From mboxrd@z Thu Jan  1 00:00:00 1970
Return-Path: <linux-kernel-owner@vger.kernel.org>
Received: (majordomo@vger.kernel.org) by vger.kernel.org via listexpand
	id S1753440AbbELPpy (ORCPT <rfc822;w@1wt.eu>);
	Tue, 12 May 2015 11:45:54 -0400
Received: from mx1.redhat.com ([209.132.183.28]:40824 "EHLO mx1.redhat.com"
	rhost-flags-OK-OK-OK-OK) by vger.kernel.org with ESMTP
	id S1751583AbbELPpv (ORCPT <rfc822;linux-kernel@vger.kernel.org>);
	Tue, 12 May 2015 11:45:51 -0400
Message-ID: <55522005.1080705@redhat.com>
Date: Tue, 12 May 2015 11:45:09 -0400
From: Rik van Riel <riel@redhat.com>
User-Agent: Mozilla/5.0 (X11; Linux x86_64; rv:31.0) Gecko/20100101 Thunderbird/31.4.0
MIME-Version: 1.0
To: dedekind1@gmail.com
CC: linux-kernel@vger.kernel.org, mgorman@suse.de, peterz@infradead.org,
        jhladky@redhat.com
Subject: Re: [PATCH] numa,sched: only consider less busy nodes as numa balancing
 destination
References: <1430908530.7444.145.camel@sauron.fi.intel.com>		 <20150506114128.0c846a37@cuia.bos.redhat.com>	 <1431090801.1418.87.camel@sauron.fi.intel.com>	 <554D1681.7040902@redhat.com> <1431438610.20417.0.camel@sauron.fi.intel.com>
In-Reply-To: <1431438610.20417.0.camel@sauron.fi.intel.com>
Content-Type: text/plain; charset=utf-8
Content-Transfer-Encoding: 7bit
Sender: linux-kernel-owner@vger.kernel.org
List-ID: <linux-kernel.vger.kernel.org>
X-Mailing-List: linux-kernel@vger.kernel.org

On 05/12/2015 09:50 AM, Artem Bityutskiy wrote:
> On Fri, 2015-05-08 at 16:03 -0400, Rik van Riel wrote:
>> Currently the load balancer has a preference for moving
>> tasks to their preferred nodes (NUMA_FAVOUR_HIGHER, true),
>> but there is no resistance to moving tasks away from their
>> preferred nodes (NUMA_RESIST_LOWER, false).  That setting
>> was arrived at after a fair amount of experimenting, and
>> is probably correct.
> 
> FYI, (NUMA_RESIST_LOWER, true) does not make any difference for me.

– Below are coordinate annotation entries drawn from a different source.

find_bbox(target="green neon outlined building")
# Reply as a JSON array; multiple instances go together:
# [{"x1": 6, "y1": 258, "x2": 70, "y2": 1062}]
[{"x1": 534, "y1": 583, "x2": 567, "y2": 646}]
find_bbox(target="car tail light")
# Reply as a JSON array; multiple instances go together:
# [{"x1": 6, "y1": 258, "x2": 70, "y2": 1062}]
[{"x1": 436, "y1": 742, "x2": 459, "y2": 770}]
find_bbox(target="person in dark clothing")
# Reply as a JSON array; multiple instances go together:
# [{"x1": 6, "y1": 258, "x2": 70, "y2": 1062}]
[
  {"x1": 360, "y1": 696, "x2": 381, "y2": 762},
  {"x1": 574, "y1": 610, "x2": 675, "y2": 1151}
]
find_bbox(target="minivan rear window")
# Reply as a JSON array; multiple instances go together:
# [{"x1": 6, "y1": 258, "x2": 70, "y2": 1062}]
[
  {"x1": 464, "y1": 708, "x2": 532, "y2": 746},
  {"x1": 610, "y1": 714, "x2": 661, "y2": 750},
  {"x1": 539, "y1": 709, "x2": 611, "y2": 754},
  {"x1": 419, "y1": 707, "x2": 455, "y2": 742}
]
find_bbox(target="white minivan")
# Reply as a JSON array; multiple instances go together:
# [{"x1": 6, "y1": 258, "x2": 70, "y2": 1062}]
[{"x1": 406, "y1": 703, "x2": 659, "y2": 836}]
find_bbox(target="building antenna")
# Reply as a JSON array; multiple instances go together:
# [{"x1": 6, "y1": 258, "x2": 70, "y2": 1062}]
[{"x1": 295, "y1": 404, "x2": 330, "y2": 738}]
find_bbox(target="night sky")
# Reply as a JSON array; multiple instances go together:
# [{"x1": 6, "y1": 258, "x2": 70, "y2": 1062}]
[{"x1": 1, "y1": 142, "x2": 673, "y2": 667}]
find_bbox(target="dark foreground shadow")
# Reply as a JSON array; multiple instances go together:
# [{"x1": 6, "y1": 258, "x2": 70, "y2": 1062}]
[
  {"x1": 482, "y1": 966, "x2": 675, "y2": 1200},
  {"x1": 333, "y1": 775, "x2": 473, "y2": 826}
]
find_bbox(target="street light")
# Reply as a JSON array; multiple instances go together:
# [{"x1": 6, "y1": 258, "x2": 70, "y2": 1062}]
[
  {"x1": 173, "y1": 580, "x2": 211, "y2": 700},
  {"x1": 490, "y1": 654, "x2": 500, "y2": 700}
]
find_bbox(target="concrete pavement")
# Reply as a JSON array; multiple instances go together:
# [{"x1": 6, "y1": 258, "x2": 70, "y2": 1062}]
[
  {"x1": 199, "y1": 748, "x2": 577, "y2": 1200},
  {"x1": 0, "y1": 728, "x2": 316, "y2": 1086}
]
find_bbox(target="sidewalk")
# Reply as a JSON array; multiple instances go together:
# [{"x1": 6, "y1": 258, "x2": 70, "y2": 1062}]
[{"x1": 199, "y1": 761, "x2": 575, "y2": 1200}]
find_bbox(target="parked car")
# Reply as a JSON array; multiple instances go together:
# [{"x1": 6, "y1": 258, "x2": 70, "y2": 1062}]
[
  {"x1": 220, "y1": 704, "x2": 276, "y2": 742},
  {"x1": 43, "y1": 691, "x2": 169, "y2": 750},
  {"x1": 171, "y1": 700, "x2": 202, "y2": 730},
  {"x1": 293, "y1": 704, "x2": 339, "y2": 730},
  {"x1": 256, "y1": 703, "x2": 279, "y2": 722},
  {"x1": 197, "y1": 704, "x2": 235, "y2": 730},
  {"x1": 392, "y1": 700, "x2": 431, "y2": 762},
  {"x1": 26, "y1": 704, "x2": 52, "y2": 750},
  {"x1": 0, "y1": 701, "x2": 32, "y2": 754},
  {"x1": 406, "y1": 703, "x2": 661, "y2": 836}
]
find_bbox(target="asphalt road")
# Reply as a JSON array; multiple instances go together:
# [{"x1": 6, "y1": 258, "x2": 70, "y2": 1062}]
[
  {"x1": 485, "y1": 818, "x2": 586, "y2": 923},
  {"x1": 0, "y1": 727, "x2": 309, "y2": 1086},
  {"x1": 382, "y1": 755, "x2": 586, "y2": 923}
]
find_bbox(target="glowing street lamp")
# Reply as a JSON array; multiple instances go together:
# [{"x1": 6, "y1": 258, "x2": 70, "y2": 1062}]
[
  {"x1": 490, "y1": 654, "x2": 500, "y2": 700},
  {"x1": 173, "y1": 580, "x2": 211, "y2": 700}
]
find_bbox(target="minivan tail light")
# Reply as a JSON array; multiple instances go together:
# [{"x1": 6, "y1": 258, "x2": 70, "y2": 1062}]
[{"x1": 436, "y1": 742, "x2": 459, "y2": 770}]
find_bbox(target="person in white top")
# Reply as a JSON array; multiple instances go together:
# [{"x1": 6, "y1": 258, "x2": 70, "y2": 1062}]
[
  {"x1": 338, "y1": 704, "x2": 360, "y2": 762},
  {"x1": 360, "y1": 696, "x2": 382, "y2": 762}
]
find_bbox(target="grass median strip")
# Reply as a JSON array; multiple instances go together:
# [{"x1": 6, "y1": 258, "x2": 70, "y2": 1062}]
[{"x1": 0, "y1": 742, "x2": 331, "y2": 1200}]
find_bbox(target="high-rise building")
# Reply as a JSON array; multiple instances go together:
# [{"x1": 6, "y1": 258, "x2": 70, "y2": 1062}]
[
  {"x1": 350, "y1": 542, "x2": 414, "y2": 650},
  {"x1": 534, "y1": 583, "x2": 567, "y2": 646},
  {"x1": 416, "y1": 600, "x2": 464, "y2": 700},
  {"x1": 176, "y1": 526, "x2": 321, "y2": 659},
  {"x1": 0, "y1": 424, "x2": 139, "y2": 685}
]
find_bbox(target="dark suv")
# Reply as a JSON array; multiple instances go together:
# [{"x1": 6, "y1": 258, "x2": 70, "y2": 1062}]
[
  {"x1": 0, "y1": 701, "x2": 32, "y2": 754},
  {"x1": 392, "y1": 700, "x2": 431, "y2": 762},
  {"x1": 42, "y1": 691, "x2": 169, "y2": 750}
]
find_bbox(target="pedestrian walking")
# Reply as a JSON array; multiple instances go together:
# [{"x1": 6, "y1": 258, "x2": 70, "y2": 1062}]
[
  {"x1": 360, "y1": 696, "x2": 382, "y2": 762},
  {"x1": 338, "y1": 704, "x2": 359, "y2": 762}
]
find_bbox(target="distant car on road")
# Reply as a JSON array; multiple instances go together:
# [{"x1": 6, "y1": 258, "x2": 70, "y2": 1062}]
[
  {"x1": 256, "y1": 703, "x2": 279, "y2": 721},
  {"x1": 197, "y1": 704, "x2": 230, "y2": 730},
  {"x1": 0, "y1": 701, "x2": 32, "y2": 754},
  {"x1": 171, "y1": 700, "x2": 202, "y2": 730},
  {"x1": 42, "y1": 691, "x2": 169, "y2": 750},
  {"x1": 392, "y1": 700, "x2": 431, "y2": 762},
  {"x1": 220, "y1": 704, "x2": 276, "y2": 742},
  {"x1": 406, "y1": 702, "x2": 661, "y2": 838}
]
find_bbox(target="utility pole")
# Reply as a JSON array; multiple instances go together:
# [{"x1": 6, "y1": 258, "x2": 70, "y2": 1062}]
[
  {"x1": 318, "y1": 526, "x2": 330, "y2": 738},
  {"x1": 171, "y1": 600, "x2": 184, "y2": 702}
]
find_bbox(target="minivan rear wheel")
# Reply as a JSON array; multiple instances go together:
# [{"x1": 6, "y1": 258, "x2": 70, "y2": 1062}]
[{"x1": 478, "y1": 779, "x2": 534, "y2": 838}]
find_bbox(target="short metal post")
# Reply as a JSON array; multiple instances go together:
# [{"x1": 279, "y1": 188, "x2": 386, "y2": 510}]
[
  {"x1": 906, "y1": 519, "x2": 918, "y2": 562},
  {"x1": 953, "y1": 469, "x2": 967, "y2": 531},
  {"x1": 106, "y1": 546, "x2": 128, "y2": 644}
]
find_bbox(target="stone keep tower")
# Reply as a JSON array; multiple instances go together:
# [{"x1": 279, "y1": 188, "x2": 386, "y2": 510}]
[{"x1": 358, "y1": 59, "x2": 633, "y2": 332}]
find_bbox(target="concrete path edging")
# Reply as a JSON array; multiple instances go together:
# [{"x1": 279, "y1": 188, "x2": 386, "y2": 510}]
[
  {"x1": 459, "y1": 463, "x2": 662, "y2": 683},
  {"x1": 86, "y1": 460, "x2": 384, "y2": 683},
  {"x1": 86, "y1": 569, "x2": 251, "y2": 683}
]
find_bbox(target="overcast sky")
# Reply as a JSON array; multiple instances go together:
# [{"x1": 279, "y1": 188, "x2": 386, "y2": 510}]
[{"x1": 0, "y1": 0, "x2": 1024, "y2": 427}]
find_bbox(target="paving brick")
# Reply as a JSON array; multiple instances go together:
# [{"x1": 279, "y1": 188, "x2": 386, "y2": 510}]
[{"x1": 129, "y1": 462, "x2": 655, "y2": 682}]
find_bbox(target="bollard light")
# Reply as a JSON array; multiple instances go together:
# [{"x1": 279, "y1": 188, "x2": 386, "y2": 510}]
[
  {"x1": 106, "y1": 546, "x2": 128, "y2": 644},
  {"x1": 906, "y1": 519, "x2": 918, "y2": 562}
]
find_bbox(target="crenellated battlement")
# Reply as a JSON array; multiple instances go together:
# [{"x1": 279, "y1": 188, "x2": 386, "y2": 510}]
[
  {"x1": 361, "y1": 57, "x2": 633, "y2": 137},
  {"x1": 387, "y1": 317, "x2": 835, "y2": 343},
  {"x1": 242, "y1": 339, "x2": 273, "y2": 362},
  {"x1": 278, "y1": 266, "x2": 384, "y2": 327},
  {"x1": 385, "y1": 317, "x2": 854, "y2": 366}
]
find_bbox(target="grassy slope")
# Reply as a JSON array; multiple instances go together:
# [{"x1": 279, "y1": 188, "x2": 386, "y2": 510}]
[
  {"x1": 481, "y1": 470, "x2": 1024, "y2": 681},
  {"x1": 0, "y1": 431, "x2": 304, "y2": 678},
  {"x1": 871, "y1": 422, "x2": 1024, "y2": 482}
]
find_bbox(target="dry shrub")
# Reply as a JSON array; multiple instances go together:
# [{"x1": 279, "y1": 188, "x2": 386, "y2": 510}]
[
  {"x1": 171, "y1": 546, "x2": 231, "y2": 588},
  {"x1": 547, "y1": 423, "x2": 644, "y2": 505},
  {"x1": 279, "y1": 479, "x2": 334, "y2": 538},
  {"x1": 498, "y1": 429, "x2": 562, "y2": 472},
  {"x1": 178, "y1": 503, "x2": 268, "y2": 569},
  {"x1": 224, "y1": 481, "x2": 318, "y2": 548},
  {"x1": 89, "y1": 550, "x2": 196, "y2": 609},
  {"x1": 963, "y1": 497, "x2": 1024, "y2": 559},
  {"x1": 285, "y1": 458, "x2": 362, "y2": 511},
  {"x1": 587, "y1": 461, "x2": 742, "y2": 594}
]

I am not surprised by this.

The idle balancing code will simply take a runnable-but-not-running
task off the run queue of the busiest CPU in the system. On a system
with some idle time, it is likely there are only one or two tasks
available on the run queue of the busiest CPU, which leaves little or
no choice to the NUMA_FAVOUR_HIGHER and NUMA_RESIST_LOWER code.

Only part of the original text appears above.